All of the other characters, good and bad, play on established tropes.  The Americans that make up the competing expedition are gung-ho opportunists who care nothing more than about finding treasure, which bites them when they least expect it.  The slimy, traitorous Beni will work with whomever faction so long as he is rewarded.  The Mummy has a strange yet fitting moral about how greed backfires on those who get blinded by it.  Most of the secondary cast is killed because their cockiness gets the better of them.  Even the destruction of Hamunaptura during the climax is the result of the weaselly Beni being exhausted from hauling treasure out of the ruins.  When he rests on an arm sling, it just so happens to be the lever which triggers the place's collapse.

It is bizarre but goes to show how scummy most of the cast is.  Some of them are more stereotypical than others, such as the Arab warden who is fat, lazy, and greedy, but it never reaches the point of being offensive.  It scrapes by with the fact it is a period piece and as such, things like pillaging an ancient civilization for loot was considered the norm instead of a violation.  The only exception is Jonathan because someone is always around to snap him out of it before his personal vices do him in like the others.  The film is called The Mummy, not Treasure Hunters Explore Egyptian Ruins, and the titular characters is in some ways similar and different to his 1932 counterpart.

Nobody said treasure hunting was easy.
Physically, he goes against the typical characteristics of a mummy.  He is a decaying, rotting skeleton who regains his youthful looks, plus he can do things like turn into sand to slip through keyholes or resurrect his mummified priests using black magic.  He looks horrific, but Imhotep walks the fine line between realistic and fantastical so as to preserve a PG-13 rating.  However, he shares the same goal as Karloff's Imhotep, which is to bring back the only person he ever cared for.  Yet, Arnold Vosloo's Imhotep relies on special effects to get what he needs because if he tried the persuasive approach, then the special effects team does not have much to do.

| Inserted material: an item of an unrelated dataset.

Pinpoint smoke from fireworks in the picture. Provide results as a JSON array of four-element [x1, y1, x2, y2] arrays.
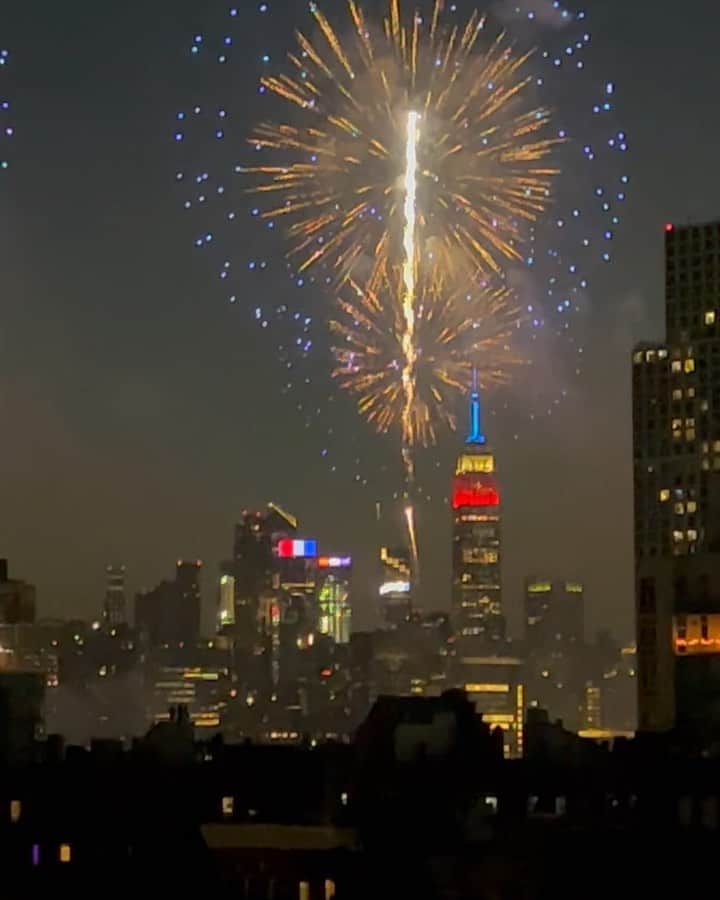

Both Mummy movies are great for their own reasons, but if the original had an advantage, it is Imhotep.  The viewer sympathizes more with Karloff than Vosloo, since the former is a tragic character, while the latter is a vicious killer.  The second half of the movie plays to this notion as Imhotep spends his time stalking the Americans and British Egyptologist (Jonathan Hyde) in the streets of Cairo, killing them when the time is right.  It is hard to sympathize with a mummy who spews out flies and eats scarabs like candy.  Imhotep's sole function is to act as the centerpiece for the film's special effects, and the humanity which defined the original mummy is diminished because of it.

Though it came out 21 years ago, the effects have aged well.  At times, the visuals show their age, like in the scenes where a scarab works its way up someone, but one can appreciate the creativity and ambition of what it is on display.  The best bits are the opening shots of ancient Egypt in its prime, simply for how it emphasizes the grand scale this movie is going for.  On a similar note, Jerry Goldsmith's score is amazing.  The music is a great mixture of Middle Eastern and action-adventure themes which sell the adventurous but exotic tone.  It can be calm and serene one moment then loud and bombastic the next.

Looks like love at first sight to me.
The Mummy is a solid action-adventure flick and a commendable update of the 1932 film.  By gearing this towards high-stakes adventure, things move at a breakneck pace and never stop.  The emotional depth the original had is lost, but it is made up for by strong characters, witty, energetic dialogue, and great sense of fun and adventure.  Rick O'Connell is the perfect protagonist for such a flick, as his self-referential, hotshot attitude fits the pulpy tone.  Imhotep might not be the most complex villain, but he goes against the grain of what we consider a mummy to deliver something unique yet threatening.  The Mummy succeeds at doing its own things and never does the experience feel excessive.